Mais derrière cette formule soigneusement emballée, la réalité urbaine de Kinshasa raconte une tout autre histoire plus rugueuse, plus dérangeante, et surtout bien loin de la promesse affichée. À la 13ᵉ Conférence des gouverneurs tenue à Bandundu, ce qui devait être une démonstration de réussite s’est transformé en moment de vérité.
Car il aura suffi d’une déclaration du ministre des Finances Doudou Fwamba pour fissurer le récit officiel. Selon lui, toutes les routes actuellement en chantier dans la capitale sont financées à 100 % par le gouvernement central. Pas un kilomètre, pas une artère, pas une réhabilitation majeure portée par la ville elle-même. Une affirmation lourde de sens, qui relègue la communication du gouverneur Daniel Bumba au rang de simple vitrine… sans contenu.
Dès lors, une question s’impose avec une brutalité implacable : que fait réellement l’exécutif provincial ? Où va l’argent des Kinois ? Car pendant que l’État central investit et construit, la ville, elle, encaisse. Taxes, impôts, redevances le flux est constant, massif, quotidien. Mais sur le terrain, la traduction de cette manne financière reste désespérément invisible.
Dans les communes, le contraste saute aux yeux. Routes dégradées, voiries abandonnées, gestion approximative de l’espace urbain… Et pourtant, les annonces se succèdent, les slogans se multiplient, les effets de communication s’enchaînent. Comme si gouverner se résumait à dire, plutôt qu’à faire.
Le malaise est profond. Il ne s’agit plus seulement d’un retard ou d’un dysfonctionnement ponctuel, mais d’un véritable déficit de gouvernance. L’impression d’une capitale livrée à une gestion sans cap clair, où l’essentiel repose sur les interventions du pouvoir central, pendant que l’échelon provincial peine à justifier son utilité.

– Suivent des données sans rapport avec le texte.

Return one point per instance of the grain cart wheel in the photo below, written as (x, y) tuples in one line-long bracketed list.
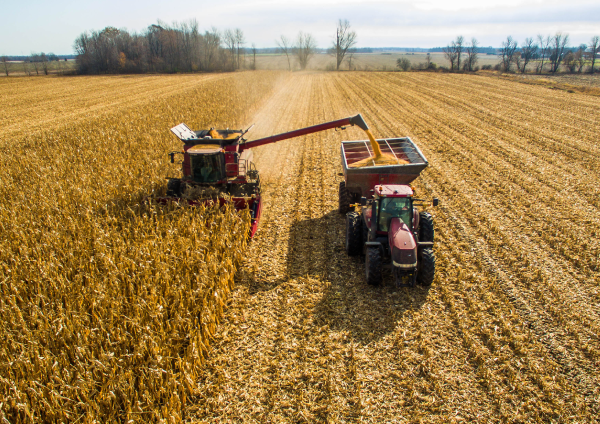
[(174, 188), (373, 266), (353, 234), (426, 271), (345, 198), (426, 231)]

Plus inquiétant encore, cette situation installe une forme de confusion des responsabilités. Qui fait quoi à Kinshasa ? Qui répond de l’état des routes, de l’entretien urbain, de la modernisation de la ville ? À force de brouiller les lignes, l’exécutif provincial expose son propre déficit d’action et alimente une défiance croissante dans l’opinion.

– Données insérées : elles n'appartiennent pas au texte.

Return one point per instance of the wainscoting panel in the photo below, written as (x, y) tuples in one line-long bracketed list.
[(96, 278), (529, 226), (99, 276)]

Et pendant ce temps, le slogan “eza bonga” continue de résonner, presque comme une provocation pour une population confrontée quotidiennement aux réalités d’une ville en souffrance. Car à Kinshasa, l’embellie ne se décrète pas elle se construit, kilomètre après kilomètre, projet après projet.
Au fond, ce que révèle cette séquence, c’est une fracture entre le discours et le réel. Une fracture dangereuse, qui érode la crédibilité des institutions locales et interroge la capacité du gouverneur Bumba à incarner une véritable transformation urbaine.
Les Kinois n’attendent plus des slogans. Ils attendent des routes, des actes, des résultats. Et surtout, une réponse claire à cette question devenue centrale : à quoi sert encore la gouvernance provinciale, si elle ne produit ni infrastructures, ni impact visible ?
À Kinshasa, le temps des illusions semble toucher à sa fin. Place désormais à l’épreuve des faits.